A kitchen-creative day: In love with lasagna

I love when the burst of creativity that goes into a new recipe is rewarded with success. Homemade, tasty and healthy is always a winning combination. Frozen dinners, although quick, never taste quite normal. What exactly goes into them? There is always a hidden ingredient or two, and the overall meal is bland, greasy and hardly healthy.

Homemade lasagna:

8 oz of dry lasagna noodle sheets
1 jar of tomato and basil pasta sauce
Olive oil
6-8 oz shredded mozzarella cheese
Dill weed

  1. Break each sheet of noodles in half, and drop the stack in boiling water. Cook only until 2/3 done.

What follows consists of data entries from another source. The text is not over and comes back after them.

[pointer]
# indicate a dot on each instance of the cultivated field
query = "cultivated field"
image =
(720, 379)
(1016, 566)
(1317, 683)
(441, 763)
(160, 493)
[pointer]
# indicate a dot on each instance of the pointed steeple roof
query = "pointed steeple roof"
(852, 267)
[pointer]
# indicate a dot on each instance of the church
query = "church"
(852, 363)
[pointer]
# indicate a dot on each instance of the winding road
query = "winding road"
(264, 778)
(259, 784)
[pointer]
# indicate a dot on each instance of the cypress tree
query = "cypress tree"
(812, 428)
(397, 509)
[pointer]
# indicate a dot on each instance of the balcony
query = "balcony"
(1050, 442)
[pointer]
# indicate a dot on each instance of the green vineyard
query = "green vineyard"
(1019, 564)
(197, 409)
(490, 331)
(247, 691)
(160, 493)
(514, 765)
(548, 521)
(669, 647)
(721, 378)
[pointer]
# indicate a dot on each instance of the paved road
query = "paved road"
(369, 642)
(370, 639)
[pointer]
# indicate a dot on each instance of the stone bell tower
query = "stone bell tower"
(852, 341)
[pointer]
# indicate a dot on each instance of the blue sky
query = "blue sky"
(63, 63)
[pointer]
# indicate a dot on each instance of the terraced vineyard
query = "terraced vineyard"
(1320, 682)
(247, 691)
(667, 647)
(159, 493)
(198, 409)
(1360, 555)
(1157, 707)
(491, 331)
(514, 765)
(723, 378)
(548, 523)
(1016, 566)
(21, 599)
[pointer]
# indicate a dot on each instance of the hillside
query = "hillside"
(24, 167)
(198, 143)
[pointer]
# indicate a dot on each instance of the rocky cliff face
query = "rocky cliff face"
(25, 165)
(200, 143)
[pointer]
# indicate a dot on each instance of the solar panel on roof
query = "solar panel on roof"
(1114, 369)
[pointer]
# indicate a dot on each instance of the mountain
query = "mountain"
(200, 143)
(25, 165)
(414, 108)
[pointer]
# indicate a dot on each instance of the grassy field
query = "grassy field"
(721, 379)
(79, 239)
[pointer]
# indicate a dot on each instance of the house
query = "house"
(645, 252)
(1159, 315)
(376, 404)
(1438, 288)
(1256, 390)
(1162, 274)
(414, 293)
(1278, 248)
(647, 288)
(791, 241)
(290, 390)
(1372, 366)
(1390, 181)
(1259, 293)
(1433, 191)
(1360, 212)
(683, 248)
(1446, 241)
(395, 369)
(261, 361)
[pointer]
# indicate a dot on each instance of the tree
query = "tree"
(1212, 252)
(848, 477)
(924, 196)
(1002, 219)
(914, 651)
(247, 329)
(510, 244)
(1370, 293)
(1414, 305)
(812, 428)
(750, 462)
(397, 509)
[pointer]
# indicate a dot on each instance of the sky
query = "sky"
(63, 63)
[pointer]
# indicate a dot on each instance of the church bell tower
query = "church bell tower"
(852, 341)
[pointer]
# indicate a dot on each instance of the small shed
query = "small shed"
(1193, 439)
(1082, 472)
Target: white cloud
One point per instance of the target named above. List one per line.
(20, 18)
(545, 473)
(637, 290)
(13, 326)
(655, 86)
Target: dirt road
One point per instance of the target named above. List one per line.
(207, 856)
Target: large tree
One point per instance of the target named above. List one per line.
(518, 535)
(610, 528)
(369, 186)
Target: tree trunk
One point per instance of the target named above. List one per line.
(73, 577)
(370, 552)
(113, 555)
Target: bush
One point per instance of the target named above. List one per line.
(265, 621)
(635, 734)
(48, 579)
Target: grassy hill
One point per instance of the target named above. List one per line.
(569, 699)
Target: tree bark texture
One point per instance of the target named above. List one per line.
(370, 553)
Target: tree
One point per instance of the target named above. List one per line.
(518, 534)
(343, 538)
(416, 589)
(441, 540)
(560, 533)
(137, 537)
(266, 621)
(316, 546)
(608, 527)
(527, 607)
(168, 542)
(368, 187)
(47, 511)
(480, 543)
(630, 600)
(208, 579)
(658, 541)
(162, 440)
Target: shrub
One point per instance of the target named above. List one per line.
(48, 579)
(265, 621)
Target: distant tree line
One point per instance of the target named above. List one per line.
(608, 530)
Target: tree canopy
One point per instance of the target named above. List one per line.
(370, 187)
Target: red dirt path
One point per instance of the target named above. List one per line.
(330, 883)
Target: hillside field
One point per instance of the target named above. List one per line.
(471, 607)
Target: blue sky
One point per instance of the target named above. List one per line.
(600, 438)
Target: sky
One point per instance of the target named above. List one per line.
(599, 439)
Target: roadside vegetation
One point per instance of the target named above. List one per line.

Drain noodles, and rinse with cold water.
  2. Pre-heat oven to 350 degrees F.
  3. In a 1.5 quart glass loaf dish, fill the bottom with 1/2 inch of pasta sauce. Drizzle olive oil on top, and shake on several spices. Top with a medium layer of shredded cheese.
  4. Place the lasagna sheets on top, using 4 staggered sheets per layer. 
  5. Spread on another layer of sauce, olive oil, spices and cheese.
  6. Place the next layer of lasagna sheets on top.
  7. Repeat this pattern until you run out of sheets.
  8. On the very top, place a thin layer of wet ingredients, and top with a thin layer of cheese.
  9. Place on middle rack, and cook for 35-40 minutes.
  10. Let stand 5-10 minutes. 
Cook up a healthy meal, and fuel your body for triumph.